2025 yılı haziran ayı itibariyle Alman hükümeti, toplam asker sayısını 460 bine çıkarmayı hedeflemektedir.

Şu anda 181 bin aktif askeri olan Almanya’nın bu hedefe ulaşabilmesi için 80 bini aşkın yeni profesyonel askere ve yüz binlerce yedek güce ihtiyacı var.

Savunma Bakanı Pistorius’un açıkladığı 50-60 bin ek aktif asker ihtiyacının mevcut gönüllülük esasına dayalı yapıyla karşılanamayacağı, artık devlet yetkilileri tarafından da kabul edilmektedir.

Başbakanlık Müsteşarı Thorsten Frei’nin “Zamanımız kalmadı” açıklaması ise bu sürecin hızlandırılmak istendiğini ortaya koymaktadır. Almanya Silahlı Kuvvetler Birliği Başkanı André Wüstner’in önerisi ise çok açık: “Zorunlu askerliğe hazırlık başlamalı, yasal ve lojistik altyapı oluşturulmalı, sistem uygun zamanda devreye sokulmalıdır.”

Tüm bu hazırlıklar elbette “savunmaya” yönelik değil, ileriye dönük askeri saldırganlığa dayalı bir stratejinin işaretidir.

Aynı dönemde sivil savunma başkanı Ralph Tiesler’in “sığınak” seferberliği çağrısı ve önümüzdeki on yılda 30 milyar Euro’luk bütçe ihtiyacını dillendirmesi, sadece ordunun değil toplumun da savaşa hazırlandığını göstermektedir.
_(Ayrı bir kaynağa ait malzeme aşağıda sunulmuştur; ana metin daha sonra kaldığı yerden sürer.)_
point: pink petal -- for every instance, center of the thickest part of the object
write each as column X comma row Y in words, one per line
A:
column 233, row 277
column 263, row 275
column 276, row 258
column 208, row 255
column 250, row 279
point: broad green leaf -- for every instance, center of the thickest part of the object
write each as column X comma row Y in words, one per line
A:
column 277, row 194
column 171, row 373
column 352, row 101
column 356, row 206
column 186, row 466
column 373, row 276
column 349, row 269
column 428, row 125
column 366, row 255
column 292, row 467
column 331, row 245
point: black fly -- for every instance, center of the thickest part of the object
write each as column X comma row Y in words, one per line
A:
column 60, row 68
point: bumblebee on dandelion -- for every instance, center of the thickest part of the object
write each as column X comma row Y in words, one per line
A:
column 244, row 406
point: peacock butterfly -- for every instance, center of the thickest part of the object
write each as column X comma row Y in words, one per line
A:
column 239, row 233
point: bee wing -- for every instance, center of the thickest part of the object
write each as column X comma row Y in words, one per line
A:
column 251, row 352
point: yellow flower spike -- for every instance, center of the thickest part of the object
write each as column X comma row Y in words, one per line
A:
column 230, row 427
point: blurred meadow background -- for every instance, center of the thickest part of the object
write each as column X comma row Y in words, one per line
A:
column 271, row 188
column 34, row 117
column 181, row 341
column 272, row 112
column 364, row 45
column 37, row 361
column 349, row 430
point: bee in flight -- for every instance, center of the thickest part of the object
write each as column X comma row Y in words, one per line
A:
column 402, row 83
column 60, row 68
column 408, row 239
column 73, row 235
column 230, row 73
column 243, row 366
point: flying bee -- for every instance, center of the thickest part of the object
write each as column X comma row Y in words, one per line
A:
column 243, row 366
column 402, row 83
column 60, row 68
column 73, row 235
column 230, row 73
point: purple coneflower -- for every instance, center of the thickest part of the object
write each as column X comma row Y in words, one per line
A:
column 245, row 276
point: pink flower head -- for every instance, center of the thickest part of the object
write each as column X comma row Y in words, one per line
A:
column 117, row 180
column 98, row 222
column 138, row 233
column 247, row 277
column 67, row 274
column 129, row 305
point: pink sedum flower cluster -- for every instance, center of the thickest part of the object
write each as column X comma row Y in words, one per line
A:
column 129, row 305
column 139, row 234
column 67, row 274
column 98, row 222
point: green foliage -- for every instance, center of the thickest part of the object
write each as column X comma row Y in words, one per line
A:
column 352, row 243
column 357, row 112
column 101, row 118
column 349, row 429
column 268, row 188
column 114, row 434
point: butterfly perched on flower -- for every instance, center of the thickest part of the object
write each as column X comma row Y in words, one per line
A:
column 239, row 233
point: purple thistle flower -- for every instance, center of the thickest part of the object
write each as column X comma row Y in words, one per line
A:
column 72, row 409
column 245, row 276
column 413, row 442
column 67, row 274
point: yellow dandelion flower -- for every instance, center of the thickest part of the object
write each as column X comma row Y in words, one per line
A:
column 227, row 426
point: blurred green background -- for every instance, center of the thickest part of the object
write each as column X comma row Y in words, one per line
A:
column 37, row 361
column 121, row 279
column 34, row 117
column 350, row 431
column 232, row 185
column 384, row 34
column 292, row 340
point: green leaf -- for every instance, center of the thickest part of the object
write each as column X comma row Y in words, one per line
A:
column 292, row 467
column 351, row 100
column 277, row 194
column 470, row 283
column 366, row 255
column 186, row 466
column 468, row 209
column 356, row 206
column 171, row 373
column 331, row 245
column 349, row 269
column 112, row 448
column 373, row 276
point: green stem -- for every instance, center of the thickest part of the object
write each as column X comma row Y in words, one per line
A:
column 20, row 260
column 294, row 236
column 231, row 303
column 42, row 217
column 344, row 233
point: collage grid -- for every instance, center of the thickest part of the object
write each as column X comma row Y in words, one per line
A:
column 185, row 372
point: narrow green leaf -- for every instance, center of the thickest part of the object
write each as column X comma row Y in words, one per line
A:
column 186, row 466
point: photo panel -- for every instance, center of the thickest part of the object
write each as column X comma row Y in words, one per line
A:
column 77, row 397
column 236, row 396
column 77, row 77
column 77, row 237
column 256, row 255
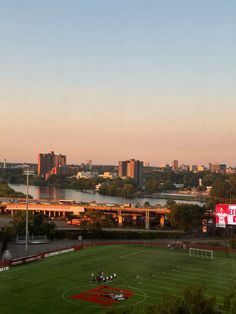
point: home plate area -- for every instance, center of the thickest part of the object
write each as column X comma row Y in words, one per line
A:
column 104, row 295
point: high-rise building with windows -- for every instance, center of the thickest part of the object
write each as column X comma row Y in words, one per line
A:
column 131, row 169
column 48, row 162
column 175, row 165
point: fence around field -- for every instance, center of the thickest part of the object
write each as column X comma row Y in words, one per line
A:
column 5, row 264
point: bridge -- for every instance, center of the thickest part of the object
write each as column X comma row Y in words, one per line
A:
column 60, row 210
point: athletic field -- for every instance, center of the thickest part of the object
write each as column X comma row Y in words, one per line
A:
column 61, row 284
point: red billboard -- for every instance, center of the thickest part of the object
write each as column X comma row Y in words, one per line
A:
column 225, row 215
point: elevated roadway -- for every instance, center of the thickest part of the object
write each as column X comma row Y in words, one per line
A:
column 60, row 210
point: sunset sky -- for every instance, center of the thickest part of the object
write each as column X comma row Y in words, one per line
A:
column 110, row 80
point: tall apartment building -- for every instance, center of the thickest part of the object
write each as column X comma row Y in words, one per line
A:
column 122, row 169
column 175, row 165
column 219, row 168
column 48, row 162
column 131, row 169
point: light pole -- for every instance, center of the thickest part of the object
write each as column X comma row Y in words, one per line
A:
column 27, row 213
column 27, row 173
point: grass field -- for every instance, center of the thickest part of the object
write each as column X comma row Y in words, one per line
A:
column 46, row 286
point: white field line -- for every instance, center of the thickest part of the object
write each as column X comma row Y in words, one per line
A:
column 131, row 254
column 191, row 266
column 191, row 280
column 154, row 292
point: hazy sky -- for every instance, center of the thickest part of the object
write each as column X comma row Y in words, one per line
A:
column 109, row 80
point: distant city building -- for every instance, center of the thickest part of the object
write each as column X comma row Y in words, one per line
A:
column 131, row 169
column 218, row 168
column 87, row 174
column 174, row 165
column 49, row 164
column 230, row 170
column 89, row 164
column 193, row 168
column 108, row 175
column 122, row 169
column 201, row 168
column 184, row 167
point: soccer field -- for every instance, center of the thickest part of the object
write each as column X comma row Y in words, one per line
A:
column 51, row 285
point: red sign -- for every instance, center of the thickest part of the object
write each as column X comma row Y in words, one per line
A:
column 225, row 215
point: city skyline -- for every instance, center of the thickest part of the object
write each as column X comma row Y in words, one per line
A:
column 108, row 81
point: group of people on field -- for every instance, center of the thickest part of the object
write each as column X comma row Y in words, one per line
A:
column 102, row 278
column 176, row 245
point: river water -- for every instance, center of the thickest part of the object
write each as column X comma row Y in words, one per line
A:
column 51, row 193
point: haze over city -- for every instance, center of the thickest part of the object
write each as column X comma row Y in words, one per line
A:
column 112, row 80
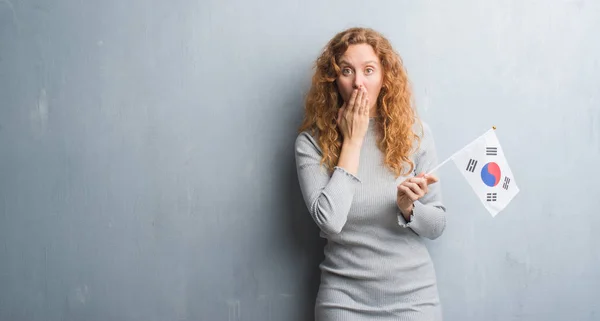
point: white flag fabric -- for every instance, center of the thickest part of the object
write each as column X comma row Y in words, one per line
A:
column 483, row 164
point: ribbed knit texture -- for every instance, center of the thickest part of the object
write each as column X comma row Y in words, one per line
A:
column 376, row 265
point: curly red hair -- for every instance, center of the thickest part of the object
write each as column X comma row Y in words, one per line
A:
column 396, row 116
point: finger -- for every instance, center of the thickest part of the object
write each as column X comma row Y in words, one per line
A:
column 340, row 113
column 431, row 179
column 422, row 182
column 408, row 192
column 359, row 98
column 415, row 188
column 364, row 103
column 352, row 100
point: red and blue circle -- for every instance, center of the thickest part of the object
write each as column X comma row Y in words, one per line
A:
column 491, row 174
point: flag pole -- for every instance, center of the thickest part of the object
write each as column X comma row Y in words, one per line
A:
column 452, row 156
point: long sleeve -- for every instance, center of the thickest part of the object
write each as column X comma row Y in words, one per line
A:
column 429, row 214
column 328, row 198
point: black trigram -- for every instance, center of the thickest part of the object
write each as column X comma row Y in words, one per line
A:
column 491, row 151
column 472, row 165
column 506, row 182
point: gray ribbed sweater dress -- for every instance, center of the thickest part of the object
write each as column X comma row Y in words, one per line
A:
column 376, row 266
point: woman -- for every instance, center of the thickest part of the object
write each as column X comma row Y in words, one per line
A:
column 358, row 153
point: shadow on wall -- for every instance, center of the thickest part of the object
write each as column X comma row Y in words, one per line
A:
column 306, row 243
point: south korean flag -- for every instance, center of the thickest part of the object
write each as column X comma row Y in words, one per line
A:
column 484, row 166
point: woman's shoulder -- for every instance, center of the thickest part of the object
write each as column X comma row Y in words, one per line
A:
column 307, row 141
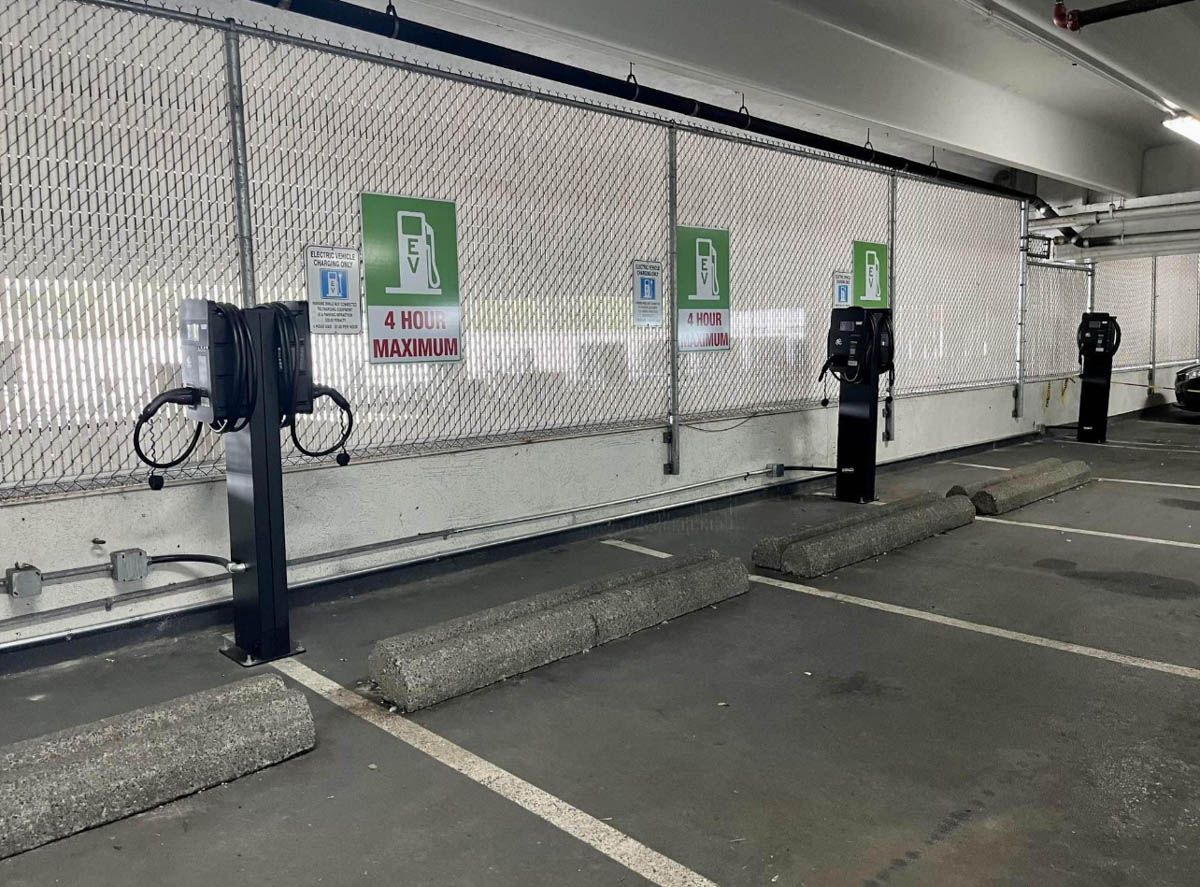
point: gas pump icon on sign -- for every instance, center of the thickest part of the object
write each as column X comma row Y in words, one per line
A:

Militarizmin sosyal maliyeti, gençliğe dayatılan zorunlu “hizmet”

Forsa araştırma enstitüsünün verilerine göre Almanya’da halkın %59’u zorunlu askerliğe destek verirken, 30 yaş altı gençlerin %61’i buna karşı çıkıyor.

Bu veri, Alman emperyalizminin militarist yöneliminin toplumun yaşlı ve mülk sahibi kesimlerince onaylandığını; ancak savaşın fiili yükünü taşıyacak olan gençlik tarafından reddedildiğini gösteriyor. Pandemi sürecinde devletin yalnız bıraktığı, eğitim hakkı gasp edilen, sosyal güvenceleri tırpanlanan gençlik şimdi de orduya ve savaşa sürülmek isteniyor.

Bu, yalnızca bireysel haklara değil, aynı zamanda sınıfsal bir sömürü ilişkisine de dayanıyor. Sol Parti (Die Linke) Milletvekili Desiree Becker’in ifadeleri bu çelişkinin politik dile tercümesidir: “Hükümet silahlanıyor, bedeli gençlere ödetiliyor.” Becker’in, “gönüllü hizmetin aslında zorunlu hizmete giden yol olduğu” yönündeki uyarısı, devletin “aşamalı militarizasyon” stratejisini teşhir ediyor.

Emperyalist rekabetin dinamikleri ve Almanya’nın askeri “rönesansı”

Almanya’nın bu militarist yönelimi, salt “ulusal güvenlik” bağlamında değerlendirilemez. Bu eğilim, çok kutuplu dünya düzeninde artan emperyalist rekabetin de ürünüdür.

NATO içinde belirleyici konuma yükselme arayışı, Almanya’nın enerji ve hammadde kaynakları üzerindeki nüfuz mücadelesi, silah sanayisinin büyümesi, AB’nin askeri güce kavuşması, zorunlu askerlik gibi adımların arkasındaki stratejik hedefleri oluşturuyor. Almanya yalnızca “savunma” değil, müdahale kapasitesini artırmakta; bu yolla başta Doğu Avrupa, Baltık bölgesi ve Afrika’daki emperyalist çıkarlarını pekiştirmek istemektedir.

Bu gelişmeler Alman silah tekellerinin de çıkarınadır. Rheinmetall, Krauss-Maffei Wegmann gibi silah devleri, devlet bütçesinden on milyarlarca Euro aktarımıyla büyümekte, savaş ekonomisinin merkezi aktörleri haline gelmektedir. Kapitalist devletin militarist yönelimi, sermayenin yeniden değerlenmesiyle el ele yürümektedir.

Almanya’da zorunlu askerlik tartışması, yalnızca bir “savunma” stratejisi değil, yeni bir emperyalist saldırı dalgasının ön hazırlığıdır. Bu hazırlık yalnızca orduyu değil, toplumu da topyekün bir seferberliğe çağırmaktadır. Gençliğe ve emekçi sınıflara dayatılan bu militarist plan, devrimci bir karşı çıkışı zorunlu kılmaktadır. Militarizme karşı mücadele, emperyalizme karşı mücadeleden ayrı düşünülemez.

Gençlik ve emekçi sınıflar için, emperyalist savaşa karşı barış mücadelesi ve militarizme karşı devrimci duruş, yalnızca bir seçenek değil, tarihsel bir sorumluluktur aynı zamanda.